Rapidement nous fuyons la salle pour assister à la représentation d’un documentaire hollendais, intitulé ‘Four elements’, en présence de la réalisatrice. Le film est composé en quatre parties. Dans chacune d’elle, la caméra suit au plus près les corps de quatre groupes d’hommes. Les premiers sont des pompiers russes essayant, au moyen de lances à eau manuelles, d’éteindre de gigantesques feux de forêt au milieu de nulle part. Les seconds sont des marins pêchant l’araignée de mer au large de l’Alaska dans des eaux déchaînées au court de missions visiblement longues. Les troisièmes sont des mineurs allemands, noirs jusqu’à l’os d’avoir extrait le charbon. Les derniers sont des astronautes soviétiques qui se préparent pour affronter l’espace. Quelques minutes après le début du film, un des pompiers russes sort du sauna. Une main, sans doute d’inspiration céleste, vient interrompre le filet de lumière qui, de la pellicule à l’écran, transportait cette image impudique. Je ne comprends pas ce qui arrive mais la salle, visiblement au courant de ce genre de pratiques, se met à rire et à applaudir. Plus tard, les mineurs allemands sortiront de la mine pour retrouver sous la douche la couleur de leur peau. Une main surgira à nouveau, laissant voir la partie supérieure de l’écran et cachant à nos yeux innocents l’indécence. Déjà que le film avait des images extraodinaires (ponton du bateau balayé par les vagues dans la nuit et recouvert d’araignées de mer, bouleaux en feu filmés au coeur, image de la toupie brisant le charbon sous le contrôle d’hommes à la prunelle si blanche dans ces lieux), cette main vertueuse accroit encore mon excitation.

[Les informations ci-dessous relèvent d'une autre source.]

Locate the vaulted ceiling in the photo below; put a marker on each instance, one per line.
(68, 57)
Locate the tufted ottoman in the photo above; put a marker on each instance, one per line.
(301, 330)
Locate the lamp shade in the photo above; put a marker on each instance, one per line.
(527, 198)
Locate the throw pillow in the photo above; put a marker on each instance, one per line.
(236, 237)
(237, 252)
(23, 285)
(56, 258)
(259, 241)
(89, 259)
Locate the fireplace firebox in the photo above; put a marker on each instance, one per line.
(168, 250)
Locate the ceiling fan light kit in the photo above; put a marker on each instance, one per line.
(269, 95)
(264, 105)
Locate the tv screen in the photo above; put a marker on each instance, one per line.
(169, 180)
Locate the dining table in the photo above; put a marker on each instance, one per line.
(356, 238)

Deuxième partie : manger. Peu de restaurants sont ouverts à Téhran après 10h du soir. Nous en trouvons un, traditionnel. Il se trouve qu’un concert de musique folklorique accompagne le repas. Nous voulions juste nous remplir l’estomac avant de dormir, mais nous voilà partis pour manger en musique. Il y a dans ce lieu une ambiance bien étrange. La salle est quasi vide. Quatre tables, nous compris, sont remplies. Le manager des lieux est un hommes massif, le cheveu ras et l’allure dépressive. Une dizaine de vieux serveurs en costume sans doute traditionnel passent entre les tables, une affichette au mur invite les femmes à aider par leur comportement les responsables des lieux (cela veut dire qu’il faut qu’elles portent correctemement le voile, sinon le restaurant pourrait être fermé), les musiciens sont assis sur l’estrade en silence. Nous commandons nos plats, et puis voilà que la musique commence quand surgit un vieux chanteur fatigué. C’est fort, le chanteur n’est pas extraodinaire, nous n’arrivons pas à nous parler. Tout cela est un peu bizarre.

Alors que commence la deuxième chanson, le manager s’empare du micro, fait taire les musiciens et nous réprimande : nous sommes un mauvais public, nous n’applaudissons pas. Il faut applaudir, avoir de l’entrain nous dit il. La soirée commence à prendre un tour vraiment absurde, ca me plait. La musique reprend et nous applaudissons en rythme, en essayant parfois de reprendre nos fourchettes pour manger nos dizis (c’est délicieux, de la viande et des légumes cuits dans un bouillon. On verse d’abord le bouillon dans une assiette que l’on mange comme une soupe, puis on broit avec un pilon la vainde et les légumes et on mange avec du pain cet espèce de purée). Parfois, le manager vient à nos côtés et applaudit avec ostentation, nous nous sentons obligés de le suivre. Il y a entre 15 et 20 personnes dans la salle pouvant en accueillir une centaine.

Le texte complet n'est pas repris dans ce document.